Le présent petit livre n’a point cette ambition. C’est un simple portrait. Mais, au cours de ces dernières années, il a été publié en Allemagne un certain nombre de documents nouveaux tirés des archives royales de Munich, ainsi que le fameux Journal Intime de Louis II (Tagebuch Aufzeichnungen von Ludwig II, Kœnig von Bayern, préfacé et commenté par M. Edir Grein, chez R. Quaderer, Liechtenstein, 1925), qui permettent de voir plus loin dans notre personnage. En m’appuyant sur ces données inconnues jusqu’ici, en faisant des recherches consciencieuses sur l’amitié de Louis II et de Wagner, en compulsant leur correspondance publiée ou inédite, en essayant enfin de reconstituer autour de ces deux figures centrales l’atmosphère morale et intellectuelle de l’époque où naissaient Tristan, Zarathoustra et les châteaux du roi Louis, j’ai tenté d’achever ma Trilogie Romantique. Et, en effet, ces trois figures de Liszt, Chopin et Louis II, me semblent montrer assez exactement les symptômes de cette longue et peut-être incurable maladie des hommes, qui s’appelle le romantisme. Pour ramasser tout cela en trois mots : Liszt, c’est l’amour ; Chopin, la douleur ; et Louis II, l’illusion.

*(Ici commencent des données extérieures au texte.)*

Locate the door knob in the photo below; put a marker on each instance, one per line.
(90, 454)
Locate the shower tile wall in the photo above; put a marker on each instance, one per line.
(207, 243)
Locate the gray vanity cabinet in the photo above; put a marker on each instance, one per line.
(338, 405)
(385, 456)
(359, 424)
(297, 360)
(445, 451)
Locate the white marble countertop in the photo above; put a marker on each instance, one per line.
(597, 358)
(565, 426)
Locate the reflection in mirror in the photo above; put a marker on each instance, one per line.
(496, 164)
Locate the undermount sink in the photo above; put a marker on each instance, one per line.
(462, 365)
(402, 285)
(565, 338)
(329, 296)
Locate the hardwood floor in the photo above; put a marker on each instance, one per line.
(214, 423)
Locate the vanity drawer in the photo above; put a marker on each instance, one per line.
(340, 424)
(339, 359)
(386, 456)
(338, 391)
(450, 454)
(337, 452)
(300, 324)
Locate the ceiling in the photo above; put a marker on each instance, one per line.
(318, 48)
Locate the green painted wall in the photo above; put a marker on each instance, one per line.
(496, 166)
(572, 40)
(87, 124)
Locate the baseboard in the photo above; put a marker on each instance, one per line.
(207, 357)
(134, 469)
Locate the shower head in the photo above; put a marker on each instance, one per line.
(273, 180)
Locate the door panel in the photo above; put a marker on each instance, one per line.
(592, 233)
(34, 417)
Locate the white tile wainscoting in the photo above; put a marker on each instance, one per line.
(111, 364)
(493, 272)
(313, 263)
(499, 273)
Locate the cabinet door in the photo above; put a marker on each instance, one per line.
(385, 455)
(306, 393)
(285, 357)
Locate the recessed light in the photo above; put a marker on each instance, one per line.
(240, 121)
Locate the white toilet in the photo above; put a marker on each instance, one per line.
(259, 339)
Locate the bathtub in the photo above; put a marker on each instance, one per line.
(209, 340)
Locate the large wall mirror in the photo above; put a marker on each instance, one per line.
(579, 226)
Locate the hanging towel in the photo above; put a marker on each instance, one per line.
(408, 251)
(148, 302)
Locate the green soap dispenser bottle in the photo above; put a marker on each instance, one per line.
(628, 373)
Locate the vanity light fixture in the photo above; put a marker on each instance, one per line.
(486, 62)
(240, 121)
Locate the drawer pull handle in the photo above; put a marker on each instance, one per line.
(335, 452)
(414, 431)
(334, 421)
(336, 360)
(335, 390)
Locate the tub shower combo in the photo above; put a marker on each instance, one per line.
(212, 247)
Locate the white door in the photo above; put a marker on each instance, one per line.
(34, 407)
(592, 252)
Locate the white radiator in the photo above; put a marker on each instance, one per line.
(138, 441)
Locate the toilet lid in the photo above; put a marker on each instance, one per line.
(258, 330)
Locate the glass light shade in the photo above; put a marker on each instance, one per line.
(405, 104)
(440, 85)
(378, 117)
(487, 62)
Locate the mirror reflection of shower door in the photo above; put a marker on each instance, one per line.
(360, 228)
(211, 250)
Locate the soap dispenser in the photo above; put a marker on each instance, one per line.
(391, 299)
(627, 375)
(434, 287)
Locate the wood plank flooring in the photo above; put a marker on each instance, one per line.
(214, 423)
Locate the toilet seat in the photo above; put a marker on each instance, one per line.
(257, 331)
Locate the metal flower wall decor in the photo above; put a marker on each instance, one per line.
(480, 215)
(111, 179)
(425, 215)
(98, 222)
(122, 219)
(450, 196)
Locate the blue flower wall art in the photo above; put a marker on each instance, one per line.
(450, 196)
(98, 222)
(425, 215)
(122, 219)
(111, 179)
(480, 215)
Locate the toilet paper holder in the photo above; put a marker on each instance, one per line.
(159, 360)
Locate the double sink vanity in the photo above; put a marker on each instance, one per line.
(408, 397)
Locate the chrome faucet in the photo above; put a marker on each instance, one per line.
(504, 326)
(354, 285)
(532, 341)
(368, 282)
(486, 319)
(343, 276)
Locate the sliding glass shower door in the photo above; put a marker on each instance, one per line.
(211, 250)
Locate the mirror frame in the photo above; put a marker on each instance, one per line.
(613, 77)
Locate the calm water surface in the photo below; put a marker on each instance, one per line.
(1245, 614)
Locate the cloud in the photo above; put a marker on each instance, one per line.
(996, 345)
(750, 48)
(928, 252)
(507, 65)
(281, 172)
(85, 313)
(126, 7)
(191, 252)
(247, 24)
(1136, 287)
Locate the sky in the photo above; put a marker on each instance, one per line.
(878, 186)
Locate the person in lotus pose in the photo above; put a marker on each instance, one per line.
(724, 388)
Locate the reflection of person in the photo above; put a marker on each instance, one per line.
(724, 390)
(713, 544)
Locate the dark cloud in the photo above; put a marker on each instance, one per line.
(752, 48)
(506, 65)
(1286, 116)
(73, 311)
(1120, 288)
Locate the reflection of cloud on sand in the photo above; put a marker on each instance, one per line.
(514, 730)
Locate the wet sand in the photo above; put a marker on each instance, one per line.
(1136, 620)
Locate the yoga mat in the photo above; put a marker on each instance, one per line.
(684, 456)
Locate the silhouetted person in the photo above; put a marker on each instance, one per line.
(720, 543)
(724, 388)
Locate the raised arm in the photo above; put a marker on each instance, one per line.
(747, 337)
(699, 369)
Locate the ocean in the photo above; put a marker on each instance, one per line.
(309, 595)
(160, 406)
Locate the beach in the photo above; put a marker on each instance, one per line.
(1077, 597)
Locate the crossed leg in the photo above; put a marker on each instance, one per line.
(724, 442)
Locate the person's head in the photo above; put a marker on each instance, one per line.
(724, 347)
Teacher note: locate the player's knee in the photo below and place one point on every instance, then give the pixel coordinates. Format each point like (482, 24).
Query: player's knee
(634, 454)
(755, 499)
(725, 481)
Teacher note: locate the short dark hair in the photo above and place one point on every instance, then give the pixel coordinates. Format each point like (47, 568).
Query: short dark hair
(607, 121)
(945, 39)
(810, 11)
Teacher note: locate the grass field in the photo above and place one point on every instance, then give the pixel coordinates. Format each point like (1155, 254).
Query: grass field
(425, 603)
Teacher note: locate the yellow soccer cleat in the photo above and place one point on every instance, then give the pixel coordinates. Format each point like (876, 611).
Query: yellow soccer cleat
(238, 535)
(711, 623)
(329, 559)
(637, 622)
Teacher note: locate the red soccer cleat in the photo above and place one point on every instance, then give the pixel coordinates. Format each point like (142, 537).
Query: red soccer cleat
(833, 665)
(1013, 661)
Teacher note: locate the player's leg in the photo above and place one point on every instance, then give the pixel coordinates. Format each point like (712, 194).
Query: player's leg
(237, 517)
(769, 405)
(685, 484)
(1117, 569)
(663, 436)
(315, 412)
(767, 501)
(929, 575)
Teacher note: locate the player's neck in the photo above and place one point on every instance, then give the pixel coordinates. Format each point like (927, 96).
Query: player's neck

Ceci demanderait un développement, j’en conviens. Le lecteur s’en chargera. Il s’apercevra peut-être alors que pour réaliste, évolué qu’il soit, et même guéri de toute fièvre romantique, il n’en a pas moins conservé dans son sang les toxines. Mais qui sait si ce n’est pas par nos maladies que nous sommes vraiment vivants ?
La beauté est différente pour chacun, puisqu’elle n’est en somme que la forme donnée aux choses par l’amour. La beauté n’a pas de critère. L’amour non plus. Ce sont de libres et changeants complices qui nous exaltent et nous tourmentent à leur gré. Mais sans eux que saurions-nous accomplir ? La forme que nous donnons aux choses par l’amour est la seule beauté qui ait pour nous un sens. C’est notre vérité. C’est notre droit. C’est aussi notre justification.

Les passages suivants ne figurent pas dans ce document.